Çoğunluğa göre şans olarak değerlendirilen zayıflık, aslında çok da tercih edilecek bir durum değil.
Çünkü cildin erkenden kırışması, çabuk yorulma, baş dönmesi, kansızlık, kalp damar hastalıkları riski,
sinirlilik, hepsinden önemlisi bağışıklık sisteminin zayıf düşmesi nedeniyle çeşitli hastalıklara davetiye
çıkarması, zayıflığın handikaplarından sadece birkaç tanesi…
Tıpkı aşırı şişmanlık gibi zayıflıktan da kurtulmak, sadece sağlıklı bir beslenme programı ile mümkün.
Vücudumuzun gereksinim duyduğu vitamin, mineral ve diğer beslenme öğelerini dengeli bir şekilde
karşılayarak, hem bünyemizi, hem de dış görüntümüzü sağlıklı hale getirebiliriz.
Ne yazık ki sağlıklı bir beslenme programını, gerçek hayatta uygulamamız bu kadar kolay değil. Gerek
alışkanlıklarımızı değiştirmenin zorluğu, gerekse sağlıklı beslenmeyi yeterince bilmemek, bizi ya aşırı
kilolara, ya da aşırı zayıflığa itiyor.
Zayıflık neden olur?
Vücudun normal ağırlığının 10-15 kg altında olması zayıflık olarak tanımlanırken, 15-20 kg altında
olması, aşırı zayıflık olarak değerlendirilir. Ciddi sorunlara yol açabilecek aşırı zayıflık, hele bir de
çocuklarda görülürse, tehlike çanları çalmaya başlar. Çocuğun yeterince sağlıklı beslenmediğini
gösteren bu durum, onların ruhsal ve bedensel gelişiminin olumsuz yönde etkileneceğinin en büyük
sinyali. Yetişkinlerde görülen zayıflık ise, iş veriminin düşmesinden sağlığın bozulmasına,
depresyondan yaşam kalitesinin azalmasına kadar, pek çok ciddi sorunlara yol açar.
Zayıflık genellikle genetik faktörlerden kaynaklanır. Ayrıca hormonlardaki düzensizlikler ve tiroid
bezinin aşırı çalışması da zayıflığa neden olabilir.

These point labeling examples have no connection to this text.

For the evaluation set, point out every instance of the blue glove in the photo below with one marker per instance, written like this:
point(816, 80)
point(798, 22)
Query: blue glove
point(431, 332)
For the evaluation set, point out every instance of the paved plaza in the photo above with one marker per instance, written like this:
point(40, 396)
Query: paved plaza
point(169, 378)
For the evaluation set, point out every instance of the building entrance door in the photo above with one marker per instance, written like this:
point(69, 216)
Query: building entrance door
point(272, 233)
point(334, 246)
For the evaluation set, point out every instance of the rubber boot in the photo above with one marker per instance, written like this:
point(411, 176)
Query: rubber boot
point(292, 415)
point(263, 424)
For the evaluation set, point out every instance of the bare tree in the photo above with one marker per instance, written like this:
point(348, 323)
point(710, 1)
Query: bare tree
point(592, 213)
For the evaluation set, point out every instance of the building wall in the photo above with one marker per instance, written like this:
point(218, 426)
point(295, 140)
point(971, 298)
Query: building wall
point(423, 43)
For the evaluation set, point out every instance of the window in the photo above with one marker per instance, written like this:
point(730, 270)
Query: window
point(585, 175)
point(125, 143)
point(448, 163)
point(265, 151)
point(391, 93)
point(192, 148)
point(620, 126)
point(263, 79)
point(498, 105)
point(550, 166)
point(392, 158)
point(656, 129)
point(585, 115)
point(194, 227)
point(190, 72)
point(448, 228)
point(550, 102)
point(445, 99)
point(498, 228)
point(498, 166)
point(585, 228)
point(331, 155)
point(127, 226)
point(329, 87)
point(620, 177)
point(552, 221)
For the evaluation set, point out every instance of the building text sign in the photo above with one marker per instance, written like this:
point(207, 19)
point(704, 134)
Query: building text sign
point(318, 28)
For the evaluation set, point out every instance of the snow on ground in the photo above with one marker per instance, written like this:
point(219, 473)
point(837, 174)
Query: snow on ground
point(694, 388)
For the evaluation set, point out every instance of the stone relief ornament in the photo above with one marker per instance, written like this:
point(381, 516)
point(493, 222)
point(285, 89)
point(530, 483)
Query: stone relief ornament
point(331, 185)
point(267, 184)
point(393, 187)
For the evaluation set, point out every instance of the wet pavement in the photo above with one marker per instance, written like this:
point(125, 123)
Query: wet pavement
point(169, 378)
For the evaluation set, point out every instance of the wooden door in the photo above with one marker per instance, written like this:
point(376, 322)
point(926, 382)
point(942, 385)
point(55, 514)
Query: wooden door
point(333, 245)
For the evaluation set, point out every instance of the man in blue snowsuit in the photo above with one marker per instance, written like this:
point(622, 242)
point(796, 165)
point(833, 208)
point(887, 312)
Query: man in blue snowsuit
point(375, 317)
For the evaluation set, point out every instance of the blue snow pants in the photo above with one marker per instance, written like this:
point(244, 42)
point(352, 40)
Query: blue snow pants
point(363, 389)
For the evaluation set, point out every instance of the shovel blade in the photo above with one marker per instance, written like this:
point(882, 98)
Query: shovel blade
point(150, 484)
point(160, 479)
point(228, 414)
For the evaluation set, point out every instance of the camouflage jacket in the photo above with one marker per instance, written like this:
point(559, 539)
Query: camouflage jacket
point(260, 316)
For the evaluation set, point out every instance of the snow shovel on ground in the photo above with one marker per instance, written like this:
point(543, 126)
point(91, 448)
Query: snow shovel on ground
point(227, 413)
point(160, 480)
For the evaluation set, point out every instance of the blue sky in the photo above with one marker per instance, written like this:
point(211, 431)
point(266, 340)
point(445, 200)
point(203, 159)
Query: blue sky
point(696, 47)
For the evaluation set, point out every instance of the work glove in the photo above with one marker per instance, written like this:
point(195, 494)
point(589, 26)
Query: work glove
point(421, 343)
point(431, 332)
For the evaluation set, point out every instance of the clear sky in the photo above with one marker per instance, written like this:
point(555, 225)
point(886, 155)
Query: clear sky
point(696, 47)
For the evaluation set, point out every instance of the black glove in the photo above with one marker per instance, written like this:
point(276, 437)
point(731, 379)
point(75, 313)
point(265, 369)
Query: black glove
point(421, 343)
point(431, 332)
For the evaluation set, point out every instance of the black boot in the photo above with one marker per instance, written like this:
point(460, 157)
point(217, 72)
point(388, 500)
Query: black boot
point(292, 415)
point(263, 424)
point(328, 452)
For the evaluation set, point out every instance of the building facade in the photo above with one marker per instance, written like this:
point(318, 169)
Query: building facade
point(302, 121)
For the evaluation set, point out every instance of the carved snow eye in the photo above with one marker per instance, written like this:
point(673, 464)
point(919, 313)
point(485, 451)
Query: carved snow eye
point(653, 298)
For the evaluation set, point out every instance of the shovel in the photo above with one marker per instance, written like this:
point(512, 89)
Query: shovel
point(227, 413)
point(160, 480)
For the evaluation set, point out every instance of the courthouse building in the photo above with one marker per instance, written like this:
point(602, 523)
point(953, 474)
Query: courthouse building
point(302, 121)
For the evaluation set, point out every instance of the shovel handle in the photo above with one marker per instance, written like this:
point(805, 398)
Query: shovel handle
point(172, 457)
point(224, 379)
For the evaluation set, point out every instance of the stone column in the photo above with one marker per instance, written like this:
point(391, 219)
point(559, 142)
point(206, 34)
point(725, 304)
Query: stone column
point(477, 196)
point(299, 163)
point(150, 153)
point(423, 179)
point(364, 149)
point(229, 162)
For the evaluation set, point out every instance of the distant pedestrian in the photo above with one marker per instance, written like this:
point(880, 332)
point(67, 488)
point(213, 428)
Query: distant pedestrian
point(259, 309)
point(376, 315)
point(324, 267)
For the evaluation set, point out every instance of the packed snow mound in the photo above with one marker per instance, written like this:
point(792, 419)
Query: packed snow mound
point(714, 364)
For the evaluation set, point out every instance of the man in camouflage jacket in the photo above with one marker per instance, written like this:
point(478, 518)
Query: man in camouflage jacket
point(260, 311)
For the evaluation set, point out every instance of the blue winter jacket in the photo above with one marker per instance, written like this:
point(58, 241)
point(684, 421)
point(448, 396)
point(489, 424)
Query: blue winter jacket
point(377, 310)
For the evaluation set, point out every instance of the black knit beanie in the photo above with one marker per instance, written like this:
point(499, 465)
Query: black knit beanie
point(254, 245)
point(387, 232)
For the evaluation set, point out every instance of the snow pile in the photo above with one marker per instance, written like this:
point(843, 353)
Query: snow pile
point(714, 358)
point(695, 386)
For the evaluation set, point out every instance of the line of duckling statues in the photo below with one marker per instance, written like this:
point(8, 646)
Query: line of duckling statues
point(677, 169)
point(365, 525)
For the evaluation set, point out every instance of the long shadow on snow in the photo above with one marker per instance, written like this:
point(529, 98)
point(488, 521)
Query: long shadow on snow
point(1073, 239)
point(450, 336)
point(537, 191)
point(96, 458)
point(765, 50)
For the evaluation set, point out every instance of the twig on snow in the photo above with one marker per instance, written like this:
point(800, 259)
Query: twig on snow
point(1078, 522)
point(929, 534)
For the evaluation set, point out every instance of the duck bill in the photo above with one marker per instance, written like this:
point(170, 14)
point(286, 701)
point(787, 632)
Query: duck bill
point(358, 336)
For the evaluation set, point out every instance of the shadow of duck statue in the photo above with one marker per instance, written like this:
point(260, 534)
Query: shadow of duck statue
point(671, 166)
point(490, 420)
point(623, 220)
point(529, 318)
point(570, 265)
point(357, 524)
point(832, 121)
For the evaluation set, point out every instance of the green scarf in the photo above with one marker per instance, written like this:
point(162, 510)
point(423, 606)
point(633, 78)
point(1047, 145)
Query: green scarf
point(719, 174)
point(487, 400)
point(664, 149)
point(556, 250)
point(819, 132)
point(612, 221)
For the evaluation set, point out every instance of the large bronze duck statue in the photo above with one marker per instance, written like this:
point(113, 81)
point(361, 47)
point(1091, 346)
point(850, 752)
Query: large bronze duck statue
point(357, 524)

Zayıflığın nedeni, endokrinolojik tahlillerle
saptanabilir.
Kilo almak için neler yapılmalı?
Öncelikle zayıflığın nedeni araştırılmalı. Eğer kişi hormonal nedenlerden dolayı zayıfsa, mutlaka
hormon tedavisi yapılmalı. Eğer zayıflık beslenmeden kaynaklanıyorsa, beslenme alışkanlıklarının
değişmesi gerekir. Beslenmeden kaynaklanan zayıflık için anahtar rolü, tıpkı aşırı kilo gibi düzenli diyet
ve egzersiz oynar. Çok yaşanılan bir başka yanılgı da, aşırı zayıf kişilerin kilo alabilmek için yağlı
besinleri tercih etmesidir. Oysa kilo almak isteyenlerin diyetinde yer alan kalorilerin, yağ bazlı değil,
karbonhidrat ve protein bazlı olması gerekir. Diyette yer alacak proteinler vücuttaki kas kütlesini
korurken, karbonhidratlar kilo almak için gereken enerjiyi sağlar. Ayrıca seçilen karbonhidrat
kaynaklarının glisemik indeksleri de düşük olmalı. Glisemik indeksi yüksek, bal, reçel gibi
karbonhidratlar, kan seviyelerinde ani sıçramalar yaparak, yağ halinde depolanmalarına yol açar.